Dans un encadré trois-quarts de page, on peut lire en gros et en gras : "La nouvelle attraction du zoo de Buzet. Trois lionceaux nés sur place."
Deux photos
escortent le texte. Sur la première, Jeannette, tenant dans ses bras les trois nouvelles-nées ; Jeannette telle qu'elle apparut dans ma vie, le cheveu blanchi, l'épaule dénudée, le même tablier
de nylon que j'ai toujours vu porté par ma mère, pantalon, espadrilles aux pieds -nous sommes en été-, et le visage, resté beau, -une "gueule" de bourlingue, pas resté à végéter dans un bureau,
le bandeau de cheyenne ceignant le front, une verrue au dessus de l'arcade gauche. Jeannette version "live" et "single".
Le texte, qui, curieusement n'est pas signé, dit ceci :
"Nina, Rosa et Zouina sont les noms donnés par Jeannette Mac Donald aux trois ravissants bébés lions nés le 15 juin dernier d'Apollo et de Bellone, lions d'Abyssinie, au zoo de Buzet où elle
vit depuis peu avec tous ses animaux préférés, qu'elle entoure des meilleurs soins parce qu'elle les aime et qu'ils sont depuis leur naissance ses compagnons de tous les
jours.
Le grand-père de Jeannette Mac Donald a eu droit au titre de "champion des dompteurs" de 1906 à 1922.
Elle-même a vécu la vie grisante du cirque.
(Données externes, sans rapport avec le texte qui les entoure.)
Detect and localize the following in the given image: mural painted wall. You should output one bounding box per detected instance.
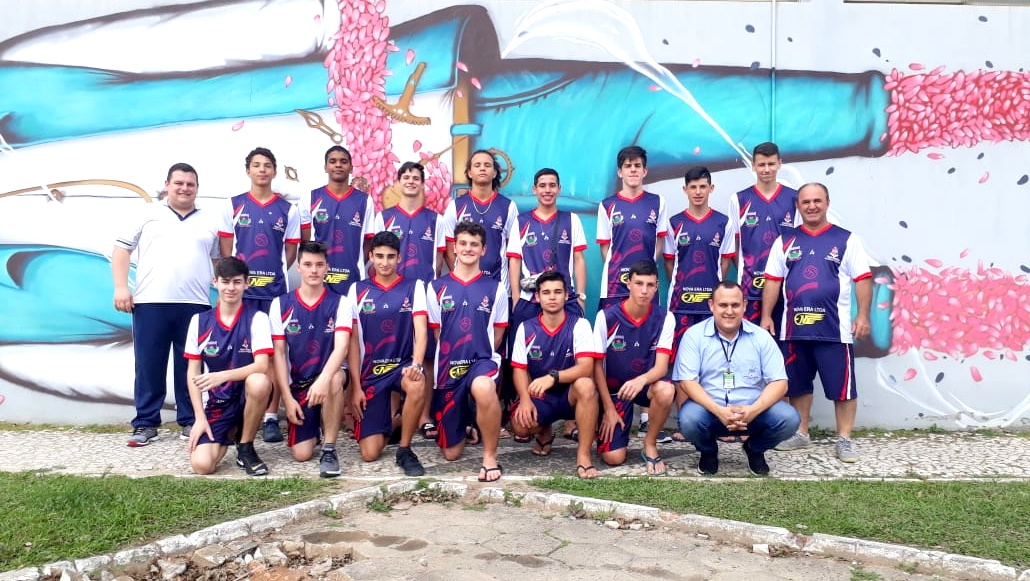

Elle présentait un groupe de dix lions et lionnes. De cette époque, elle porte encore, aux tempes et près du coup, les quatre cicatrices des crocs de la lionne Rachel.
Elle se prive pour ses animaux et garde un excellent souvenir des disparus, dont la tigresse Uhlah, présentée notamment à une des émissions radiophoniques de Jean-Jacques Vital, au cours de laquelle Jeannette Mac Donald a monté et descendu sur le ventre un escalier, entraînée accidentellement par cette tigresse Uhlah qui avait une conception personnelle du baiser qu'elle devait accorder à un humain dans ce numéro.
Si au cours des vacances, vous avez un itinéraire proche de la forêt de Buzet, entre Toulouse et Albi, près de route nationale 88 et du golf de Palmola, sur la commune de Buzet-sur-Tarn, venez sous les ombrages voir les bébés lionnes, les fauves, les oiseaux, et bavarder avec la dompteuse Jeannette Mac Donald, tandis que vos enfants se distrairont avec les jeux de plein air ou caresseront chevrettes, lapins nains, mouflons et autres amis des enfants.
Au besoin, faites le détour, vous ne le regretterez pas.
Avec un peu de chance et de la gentillesse, vous pourrez peut-être obtenir de Jeannette Mac Donald l'autorisation de tenir un bébé lion dans vos bras... le temps d'une photo".
Justement, la deuxième photo publiée donne à voir une scène touchante et étonnante, où les trois fauves pacifiques jouent avec un petit chien et ainsi légendée : "Le petit chien dont la mère allaite les trois fauves est un bon compagnon de jeu."
L'article a été
pieusement découpé, puis collé sur une papier peint, lui-même collé sur le couvercle d'une cagette. Histoire de faire un sort aux oignons.
"La Dépêche du Midi" 21 juillet 1976.